Plaintiffs here allege that fiscal, procedural, and sovereignty-related harms might arise from regulations molded by the Interim Estimates. Although any one of these would satisfy “injury in fact,” we conclude that the allegations here fail to do so. At the core of our conclusion is this: E.O. 13990 does not require any action from federal agencies. Agencies are neither punished nor rewarded for their treatment of the Interim Estimates. Agencies must exercise discretion in conducting their cost-benefit analyses and deciding to use the Interim Estimates as “appropriate and consistent with applicable law.” Since nothing in E.O. 13990 requires States to implement the Interim Estimates, Plaintiffs rely on harms wrought by regulations that may result from the Interim Estimates. It is well accepted that the mere “possibility of regulation” fails to satisfy injury in fact. . . .

We find no “injury in fact” here, because Plaintiffs’ alleged harms “rel[y] on a highly attenuated chain of possibilities.” A federal agency must factor the Interim Estimates into its deliberations on a rule that harms the States. The actual rulemaking considerations of a federal agency are not determinable in advance. Rather, an agency’s reliance on the Interim Estimates when crafting a future regulation is mere conjecture. Although we have found standing when the economic costs of a challenged policy were imminent and measurable,  the Interim Estimates are not certain to spawn the alleged harms. A panoply of reasons can underlie a regulation, and agencies are required to dictate and publicly report such reasons. It is through this process that we know that neither of Plaintiffs’ specific examples of injurious regulation were brought about by the Interim Estimates: In both instances, the relevant agencies reported that their decisions were not premised on those Estimates. The alleged harms would have occurred with or without the Interim Estimates. . . .

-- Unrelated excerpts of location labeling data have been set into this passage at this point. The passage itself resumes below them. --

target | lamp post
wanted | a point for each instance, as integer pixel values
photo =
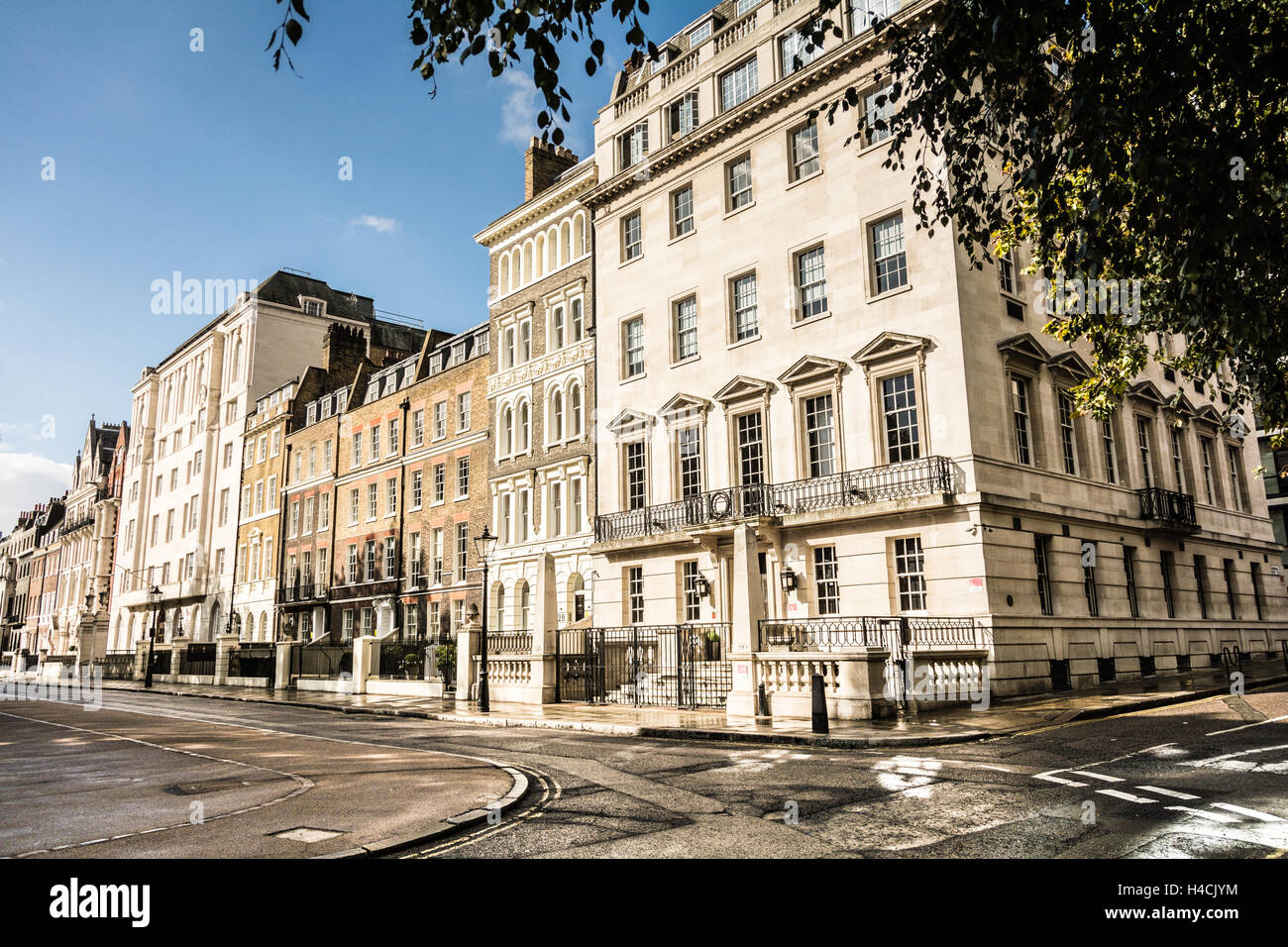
(484, 544)
(154, 599)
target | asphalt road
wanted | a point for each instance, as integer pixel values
(1207, 779)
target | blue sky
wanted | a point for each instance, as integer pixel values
(214, 165)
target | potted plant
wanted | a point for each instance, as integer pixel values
(712, 646)
(445, 660)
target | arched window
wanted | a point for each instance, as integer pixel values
(506, 431)
(576, 598)
(557, 416)
(575, 406)
(557, 329)
(524, 598)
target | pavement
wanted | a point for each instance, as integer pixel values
(925, 728)
(160, 784)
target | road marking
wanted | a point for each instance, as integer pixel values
(1258, 723)
(1173, 793)
(1048, 777)
(1128, 796)
(1201, 813)
(1249, 813)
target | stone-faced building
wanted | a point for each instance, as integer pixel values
(184, 472)
(412, 459)
(816, 412)
(312, 442)
(88, 539)
(541, 399)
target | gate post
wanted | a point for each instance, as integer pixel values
(748, 608)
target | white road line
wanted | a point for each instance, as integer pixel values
(1173, 793)
(1258, 723)
(1201, 813)
(1249, 813)
(1056, 779)
(1128, 796)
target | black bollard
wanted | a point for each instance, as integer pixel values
(818, 712)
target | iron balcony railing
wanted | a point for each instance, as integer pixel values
(1168, 506)
(509, 642)
(868, 631)
(301, 591)
(921, 476)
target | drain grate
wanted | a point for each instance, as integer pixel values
(307, 835)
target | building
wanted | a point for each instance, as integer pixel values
(1274, 470)
(40, 633)
(88, 541)
(815, 414)
(184, 471)
(540, 398)
(312, 444)
(412, 458)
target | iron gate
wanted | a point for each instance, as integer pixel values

We conclude that Plaintiffs have not established standing here, which ends our analysis. Plaintiffs contemplate harms that are several steps removed from—and are not guaranteed by—the challenged Executive Order or the Interim Estimates. The states cannot do away with their alleged parade of horribles in a single swipe at the duly elected executive. Although the “case-by-case approach that this requires is understandably frustrating [to plaintiffs],” this remains the “the traditional, and remains the normal, mode of operation of the courts.”

This opinion is clear, direct, and correct. If states (or anyone else) is to challenge the Biden Administration’s Social Cost of Carbon estimates, they will have to challenge a discrete agency action that relied upon these estimates. They cannot challenge the estimates independently of an actual agency action that affects them.